陆明栋抱头坐在灯前,发呆地看着打开着的房门。对面的谈话声使他焦灼。他希望他们即刻就睡去,好使他偷到他所需要的。

他转过头来看姐姐,希望她离开。陆积玉底大的、明亮的眼睛看着他。他重新看看门外。

「我问你,我底钱你是不是拿去了?」陆积玉问。「什麽钱?」陆明栋假装诧异地问,脸红。「我根本就没有!」他大声说,听见了自己底声音。

「吓,有什麽要紧--小偷!」

陆明栋沉默着,好像没有听见。

「是的,我拿了,姐姐!」他忽然低声说,抱着头看着门。

由於这个声音里的某种严肃的、感人的力量,陆积玉迅速地坐了起来,看着他。陆积玉眼里有了眼泪。她从未听见过陆明栋用这种声音说话。

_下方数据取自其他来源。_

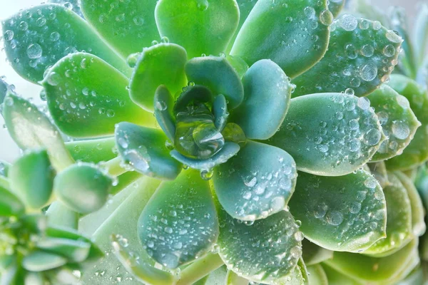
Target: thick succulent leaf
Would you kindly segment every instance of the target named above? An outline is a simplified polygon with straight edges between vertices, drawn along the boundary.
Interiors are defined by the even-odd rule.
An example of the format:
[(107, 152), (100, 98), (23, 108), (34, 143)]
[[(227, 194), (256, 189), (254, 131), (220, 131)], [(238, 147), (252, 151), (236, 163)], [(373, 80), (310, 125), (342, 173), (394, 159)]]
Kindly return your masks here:
[(85, 19), (123, 58), (159, 38), (152, 0), (82, 0)]
[(315, 264), (307, 266), (309, 284), (310, 285), (328, 285), (327, 274), (321, 264)]
[(325, 249), (361, 252), (385, 237), (385, 198), (364, 170), (340, 177), (299, 172), (289, 205), (305, 237)]
[(307, 266), (315, 265), (333, 257), (333, 252), (310, 242), (307, 239), (302, 241), (302, 257)]
[(302, 255), (302, 236), (289, 212), (254, 223), (235, 219), (223, 209), (218, 216), (219, 254), (230, 270), (268, 284), (290, 277)]
[(410, 144), (400, 155), (385, 162), (389, 170), (407, 170), (417, 166), (428, 159), (428, 93), (415, 81), (400, 75), (392, 75), (388, 83), (394, 90), (406, 97), (410, 108), (422, 124), (414, 134)]
[(191, 168), (200, 170), (209, 170), (217, 165), (227, 162), (230, 157), (238, 153), (240, 148), (239, 145), (237, 143), (226, 142), (218, 152), (206, 160), (189, 158), (175, 150), (171, 150), (170, 155), (183, 165)]
[(299, 170), (326, 176), (350, 173), (367, 162), (384, 139), (370, 107), (365, 98), (340, 93), (293, 98), (268, 143), (290, 153)]
[(183, 46), (192, 58), (225, 51), (240, 13), (235, 0), (160, 0), (155, 16), (160, 36)]
[(160, 184), (141, 212), (138, 232), (147, 253), (168, 269), (211, 250), (219, 228), (208, 182), (187, 170)]
[(230, 54), (250, 66), (260, 59), (271, 59), (294, 78), (324, 56), (332, 20), (325, 0), (259, 0)]
[(61, 58), (86, 51), (126, 75), (130, 68), (81, 17), (63, 6), (36, 6), (2, 23), (4, 48), (12, 67), (25, 79), (37, 83), (45, 70)]
[(417, 254), (416, 239), (389, 256), (376, 258), (350, 252), (335, 252), (333, 259), (325, 263), (340, 273), (360, 280), (363, 284), (382, 282), (392, 284), (394, 282), (388, 281), (399, 274), (414, 254)]
[(46, 150), (24, 154), (11, 167), (11, 188), (30, 209), (40, 209), (51, 197), (55, 173)]
[(58, 198), (73, 210), (88, 214), (100, 209), (108, 199), (112, 179), (88, 163), (78, 163), (58, 173), (54, 181)]
[(330, 31), (325, 56), (292, 81), (293, 97), (343, 91), (365, 96), (386, 82), (397, 64), (402, 39), (379, 22), (343, 15)]
[(0, 185), (0, 217), (19, 216), (24, 213), (25, 206), (15, 195)]
[(424, 234), (427, 229), (427, 226), (424, 221), (425, 212), (421, 197), (414, 187), (412, 180), (402, 172), (397, 172), (394, 174), (407, 191), (407, 195), (410, 201), (410, 207), (412, 208), (412, 233), (415, 237), (420, 237)]
[(57, 171), (73, 163), (56, 127), (30, 102), (9, 93), (4, 103), (3, 117), (19, 147), (46, 148)]
[(215, 168), (213, 180), (218, 200), (230, 216), (254, 221), (285, 209), (297, 177), (288, 153), (248, 141), (236, 156)]
[(113, 135), (122, 121), (153, 125), (152, 114), (129, 98), (128, 79), (102, 59), (75, 53), (63, 58), (43, 81), (52, 118), (76, 138)]
[(267, 140), (284, 120), (294, 87), (284, 71), (268, 59), (254, 63), (245, 73), (243, 84), (244, 100), (230, 120), (242, 128), (247, 138)]
[(345, 0), (330, 0), (328, 1), (328, 9), (335, 17), (337, 17), (345, 6)]
[(206, 86), (214, 95), (223, 94), (228, 107), (238, 107), (244, 98), (244, 88), (236, 71), (223, 56), (204, 56), (190, 59), (185, 64), (190, 82)]
[(399, 155), (410, 143), (421, 125), (409, 100), (388, 86), (382, 85), (367, 97), (388, 137), (380, 145), (372, 161), (384, 160)]
[(186, 86), (184, 66), (186, 51), (174, 43), (161, 43), (143, 50), (129, 83), (129, 95), (136, 104), (148, 111), (160, 85), (175, 95)]
[(388, 180), (390, 185), (383, 190), (387, 201), (387, 237), (365, 251), (365, 254), (389, 255), (412, 238), (412, 208), (407, 191), (394, 174), (388, 174)]
[(118, 150), (125, 163), (140, 173), (173, 180), (182, 168), (170, 155), (167, 137), (161, 130), (122, 122), (116, 125)]

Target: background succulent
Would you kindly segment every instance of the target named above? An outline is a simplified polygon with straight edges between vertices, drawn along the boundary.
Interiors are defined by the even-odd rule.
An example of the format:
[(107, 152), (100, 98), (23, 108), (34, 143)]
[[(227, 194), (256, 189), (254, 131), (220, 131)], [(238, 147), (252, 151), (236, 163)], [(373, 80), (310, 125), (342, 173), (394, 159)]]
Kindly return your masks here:
[(46, 104), (0, 82), (24, 150), (0, 167), (1, 282), (426, 282), (428, 8), (412, 39), (399, 9), (344, 4), (81, 0), (4, 20)]

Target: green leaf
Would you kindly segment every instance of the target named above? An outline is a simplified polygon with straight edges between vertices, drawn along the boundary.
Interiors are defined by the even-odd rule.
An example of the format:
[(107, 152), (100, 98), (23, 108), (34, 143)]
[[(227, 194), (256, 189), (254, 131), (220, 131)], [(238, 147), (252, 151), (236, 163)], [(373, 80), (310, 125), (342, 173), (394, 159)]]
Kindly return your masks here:
[(173, 180), (182, 165), (170, 157), (161, 130), (122, 122), (116, 125), (117, 147), (123, 160), (145, 175)]
[(205, 160), (189, 158), (175, 150), (171, 150), (170, 155), (183, 165), (191, 168), (200, 170), (209, 170), (217, 165), (227, 162), (230, 157), (236, 155), (240, 149), (240, 147), (237, 143), (226, 142), (221, 150), (210, 158)]
[(4, 100), (4, 123), (19, 147), (46, 148), (57, 171), (74, 162), (56, 127), (36, 105), (11, 93)]
[(230, 110), (238, 107), (244, 98), (240, 78), (224, 57), (192, 58), (185, 64), (185, 73), (189, 82), (208, 87), (215, 96), (224, 95)]
[(290, 278), (302, 255), (301, 233), (290, 212), (281, 211), (249, 224), (223, 209), (218, 209), (218, 217), (219, 254), (230, 270), (270, 284)]
[(129, 83), (132, 100), (153, 112), (153, 98), (160, 85), (165, 85), (173, 95), (186, 86), (186, 51), (174, 43), (162, 43), (144, 48)]
[(333, 257), (333, 252), (310, 242), (307, 239), (302, 241), (303, 254), (302, 257), (308, 266), (315, 265)]
[(160, 36), (184, 47), (192, 58), (225, 51), (240, 13), (235, 0), (160, 0), (155, 16)]
[(388, 137), (380, 145), (372, 161), (393, 157), (410, 143), (421, 123), (410, 108), (409, 100), (388, 86), (382, 85), (367, 97)]
[(297, 86), (293, 97), (343, 91), (362, 97), (388, 80), (397, 63), (399, 36), (379, 22), (352, 15), (335, 21), (330, 31), (325, 56), (292, 81)]
[(78, 163), (58, 173), (54, 181), (58, 198), (73, 210), (88, 214), (107, 201), (112, 179), (89, 163)]
[(388, 281), (394, 279), (405, 269), (414, 254), (417, 254), (416, 239), (389, 256), (376, 258), (349, 252), (335, 252), (333, 259), (325, 263), (340, 273), (360, 281), (352, 284), (360, 282), (392, 284), (394, 282)]
[(327, 249), (359, 252), (385, 237), (385, 198), (364, 170), (340, 177), (299, 172), (289, 205), (305, 237)]
[(384, 188), (387, 201), (387, 237), (364, 252), (376, 256), (389, 255), (405, 246), (413, 237), (412, 208), (409, 195), (397, 176), (388, 173), (390, 185)]
[(332, 12), (335, 18), (339, 15), (344, 6), (345, 0), (330, 0), (328, 2), (328, 9)]
[(123, 58), (159, 38), (151, 0), (82, 0), (85, 19)]
[(400, 155), (385, 162), (389, 170), (407, 170), (417, 166), (428, 160), (428, 93), (415, 81), (400, 75), (392, 75), (388, 83), (394, 90), (406, 97), (410, 103), (410, 108), (422, 123), (414, 134), (410, 144)]
[(76, 138), (113, 135), (126, 120), (153, 125), (153, 115), (129, 98), (128, 79), (102, 59), (75, 53), (57, 62), (42, 84), (52, 118), (66, 134)]
[(326, 176), (350, 173), (367, 162), (384, 140), (370, 107), (365, 98), (340, 93), (293, 98), (281, 128), (268, 142), (290, 153), (299, 170)]
[(297, 173), (286, 152), (248, 141), (214, 171), (213, 185), (223, 209), (235, 219), (254, 221), (285, 209)]
[(20, 216), (25, 206), (19, 199), (7, 189), (0, 186), (0, 217)]
[(52, 194), (55, 173), (46, 150), (26, 153), (11, 167), (11, 188), (30, 209), (39, 209)]
[(88, 24), (62, 5), (36, 6), (2, 22), (6, 53), (12, 67), (34, 83), (61, 58), (86, 51), (128, 75), (125, 61), (98, 37)]
[(160, 184), (141, 212), (138, 231), (147, 253), (168, 269), (208, 252), (219, 232), (208, 182), (188, 170)]
[(31, 271), (40, 272), (62, 266), (66, 263), (67, 259), (58, 254), (35, 251), (24, 258), (22, 266)]
[(270, 58), (288, 76), (296, 77), (325, 53), (332, 20), (326, 0), (259, 0), (230, 54), (243, 58), (250, 66)]
[[(285, 118), (294, 87), (273, 61), (254, 63), (243, 78), (244, 100), (230, 120), (238, 124), (250, 139), (267, 140)], [(263, 118), (263, 120), (261, 118)]]

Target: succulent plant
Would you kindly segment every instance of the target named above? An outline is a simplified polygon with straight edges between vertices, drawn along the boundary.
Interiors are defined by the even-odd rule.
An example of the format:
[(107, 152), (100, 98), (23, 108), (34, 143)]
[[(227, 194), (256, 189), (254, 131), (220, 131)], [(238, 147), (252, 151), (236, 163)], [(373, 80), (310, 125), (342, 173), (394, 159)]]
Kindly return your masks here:
[(51, 2), (1, 24), (0, 283), (427, 282), (427, 6)]

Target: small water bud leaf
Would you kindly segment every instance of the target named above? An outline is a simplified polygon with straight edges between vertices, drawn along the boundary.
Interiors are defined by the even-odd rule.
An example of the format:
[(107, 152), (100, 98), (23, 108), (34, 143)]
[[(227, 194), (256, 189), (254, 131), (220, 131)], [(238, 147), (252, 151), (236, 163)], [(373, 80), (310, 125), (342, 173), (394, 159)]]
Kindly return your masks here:
[(270, 58), (292, 78), (321, 59), (333, 16), (326, 0), (258, 1), (244, 22), (230, 54), (250, 66)]
[(225, 51), (240, 13), (234, 0), (160, 0), (155, 16), (160, 36), (183, 46), (192, 58)]
[(280, 148), (248, 141), (214, 170), (213, 185), (233, 218), (255, 221), (284, 210), (297, 177), (292, 157)]
[(267, 142), (290, 153), (299, 170), (340, 176), (367, 162), (384, 140), (365, 99), (321, 93), (292, 99), (281, 128)]
[(170, 269), (213, 249), (219, 228), (208, 182), (193, 170), (162, 182), (140, 216), (138, 232), (148, 255)]
[(282, 123), (294, 88), (284, 71), (268, 59), (254, 63), (243, 83), (244, 100), (233, 110), (230, 120), (243, 128), (247, 138), (267, 140)]
[(25, 153), (9, 172), (11, 188), (27, 207), (34, 209), (43, 207), (49, 200), (54, 175), (46, 150)]
[(330, 26), (328, 51), (318, 63), (292, 82), (293, 97), (353, 90), (358, 97), (374, 90), (397, 63), (402, 39), (382, 26), (343, 15)]
[(126, 77), (102, 59), (75, 53), (49, 70), (43, 86), (61, 130), (73, 137), (91, 138), (113, 135), (115, 124), (122, 121), (154, 125), (152, 114), (129, 98), (128, 83)]
[(185, 50), (174, 43), (161, 43), (144, 48), (129, 83), (132, 100), (153, 112), (153, 98), (159, 86), (164, 85), (175, 96), (187, 84), (186, 61)]
[(340, 177), (299, 172), (289, 205), (305, 237), (327, 249), (357, 252), (385, 236), (385, 198), (364, 170)]
[(171, 157), (162, 131), (122, 122), (116, 128), (118, 150), (123, 162), (143, 175), (173, 180), (182, 165)]

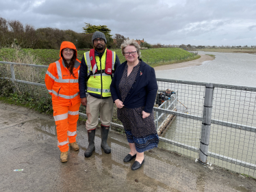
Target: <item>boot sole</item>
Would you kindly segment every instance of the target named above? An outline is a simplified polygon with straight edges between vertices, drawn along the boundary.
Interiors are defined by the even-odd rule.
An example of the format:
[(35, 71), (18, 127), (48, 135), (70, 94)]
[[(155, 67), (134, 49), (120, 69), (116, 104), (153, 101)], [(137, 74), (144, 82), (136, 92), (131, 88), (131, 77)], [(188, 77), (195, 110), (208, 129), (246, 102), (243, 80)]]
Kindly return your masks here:
[(91, 156), (93, 154), (93, 152), (95, 150), (95, 148), (92, 150), (92, 153), (90, 153), (89, 155), (86, 155), (86, 152), (84, 152), (84, 156), (86, 157), (86, 158), (88, 158), (90, 156)]
[(104, 148), (101, 146), (101, 148), (103, 150), (103, 152), (105, 153), (105, 154), (110, 154), (111, 153), (111, 149), (110, 149), (110, 151), (108, 152), (106, 152)]

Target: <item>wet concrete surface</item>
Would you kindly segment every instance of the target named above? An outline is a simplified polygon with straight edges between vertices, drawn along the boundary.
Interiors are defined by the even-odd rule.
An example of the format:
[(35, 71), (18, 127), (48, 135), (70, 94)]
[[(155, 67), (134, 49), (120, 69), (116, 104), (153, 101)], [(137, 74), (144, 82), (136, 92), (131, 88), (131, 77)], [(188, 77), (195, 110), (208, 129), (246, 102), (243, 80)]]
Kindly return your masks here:
[[(0, 102), (0, 191), (256, 191), (256, 181), (212, 165), (155, 148), (145, 163), (132, 171), (124, 135), (111, 131), (112, 153), (100, 147), (86, 159), (88, 142), (84, 125), (77, 127), (77, 152), (61, 163), (54, 120), (27, 108)], [(14, 169), (23, 169), (14, 171)]]

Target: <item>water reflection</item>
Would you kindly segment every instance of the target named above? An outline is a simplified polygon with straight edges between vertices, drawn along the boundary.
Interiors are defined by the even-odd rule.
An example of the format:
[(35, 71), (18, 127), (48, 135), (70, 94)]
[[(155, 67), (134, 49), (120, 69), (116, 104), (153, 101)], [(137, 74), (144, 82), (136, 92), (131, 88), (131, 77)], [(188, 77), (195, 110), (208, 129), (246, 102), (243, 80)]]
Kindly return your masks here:
[[(36, 128), (35, 128), (35, 138), (37, 140), (56, 139), (55, 127), (47, 126), (46, 122), (40, 123), (38, 121)], [(80, 150), (78, 152), (71, 152), (69, 161), (66, 164), (60, 163), (58, 168), (59, 176), (56, 180), (61, 182), (63, 189), (66, 189), (64, 190), (66, 190), (65, 186), (68, 187), (72, 185), (72, 182), (65, 182), (70, 178), (70, 176), (75, 177), (72, 178), (71, 180), (79, 180), (79, 178), (76, 178), (79, 176), (76, 176), (74, 172), (84, 169), (86, 174), (112, 178), (114, 179), (116, 184), (120, 186), (129, 182), (133, 183), (137, 180), (144, 186), (145, 189), (153, 189), (155, 191), (205, 191), (205, 191), (208, 191), (206, 190), (207, 187), (205, 182), (205, 180), (203, 179), (204, 176), (196, 175), (176, 163), (147, 152), (145, 152), (145, 163), (142, 167), (136, 172), (131, 171), (133, 161), (129, 163), (123, 161), (129, 152), (128, 144), (110, 139), (109, 144), (112, 148), (112, 153), (105, 154), (102, 152), (100, 146), (101, 137), (97, 134), (94, 140), (97, 150), (91, 157), (85, 159), (84, 153), (88, 145), (86, 131), (79, 128), (77, 132), (77, 141), (81, 147)], [(228, 189), (231, 189), (227, 187), (227, 190)]]

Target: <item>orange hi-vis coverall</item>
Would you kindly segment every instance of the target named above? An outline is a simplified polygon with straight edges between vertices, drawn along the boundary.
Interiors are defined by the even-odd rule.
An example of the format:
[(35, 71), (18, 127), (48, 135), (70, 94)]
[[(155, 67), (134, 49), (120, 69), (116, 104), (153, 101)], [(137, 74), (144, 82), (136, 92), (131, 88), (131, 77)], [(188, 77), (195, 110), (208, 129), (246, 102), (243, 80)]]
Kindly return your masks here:
[(78, 85), (81, 61), (75, 61), (73, 74), (71, 74), (62, 59), (62, 50), (66, 48), (75, 50), (70, 42), (63, 42), (60, 46), (60, 59), (49, 65), (45, 75), (45, 85), (52, 96), (53, 118), (57, 129), (57, 146), (61, 152), (68, 150), (68, 143), (76, 141), (77, 122), (79, 118), (81, 99)]

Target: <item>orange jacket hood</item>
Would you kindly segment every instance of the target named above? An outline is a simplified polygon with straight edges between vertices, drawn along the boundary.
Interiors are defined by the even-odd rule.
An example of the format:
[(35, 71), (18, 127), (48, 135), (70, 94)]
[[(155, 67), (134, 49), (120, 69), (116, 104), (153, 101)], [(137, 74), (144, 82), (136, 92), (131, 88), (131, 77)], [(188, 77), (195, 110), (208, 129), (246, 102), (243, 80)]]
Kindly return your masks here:
[(75, 50), (75, 56), (77, 57), (77, 48), (75, 47), (75, 44), (71, 42), (68, 41), (64, 41), (62, 42), (62, 44), (60, 45), (60, 57), (62, 57), (62, 51), (63, 49), (68, 48), (72, 49)]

「我们在一起长大,我们都是很不幸的,」陆明栋以发抖的声音说,「而没有多--久,我们--就要--分离了!你底钱,将来我还你。」他说,愤怒地揩了眼泪。陆积玉走到桌子前面,严肃地看着他。

「弟弟,何必讲这样的话呢!总是我刚才不应该骂你。」「你骂--是对的!」

「钱,用了,就算了,」她说。她停顿,呜咽了一声。「弟弟,我对不住你!」她说。

於是他们沉默了。在这里,他们底短促的,又是漫长的童年消逝了。

对面房里有了喊声。沈丽英,向丈夫提出了女儿底要求,并谈及儿子底前途,喊两姊妹过去谈话。陆明栋愤怒地皱眉,站了起来,陆积玉小心地看了他一眼,走了出去。於是他紧张地盼顾,跑向橱,打开内层的抽屉,恐慌地战栗着,发白,发冷,从一个小铁盒里取出了祖母底一个金戒指;这个戒指是蒋家底遗物,老人神圣地留着预备作为他,陆明栋底结婚戒指用的。戒指藏进了口袋,陆明栋关上了橱门。陆明栋恐怖得麻痹,但极其清楚地意识到自己底一切动作,听到外房的谈话声和自己所弄出的响声,好像有一种巨大的、神异的力量在他底身上扩张着。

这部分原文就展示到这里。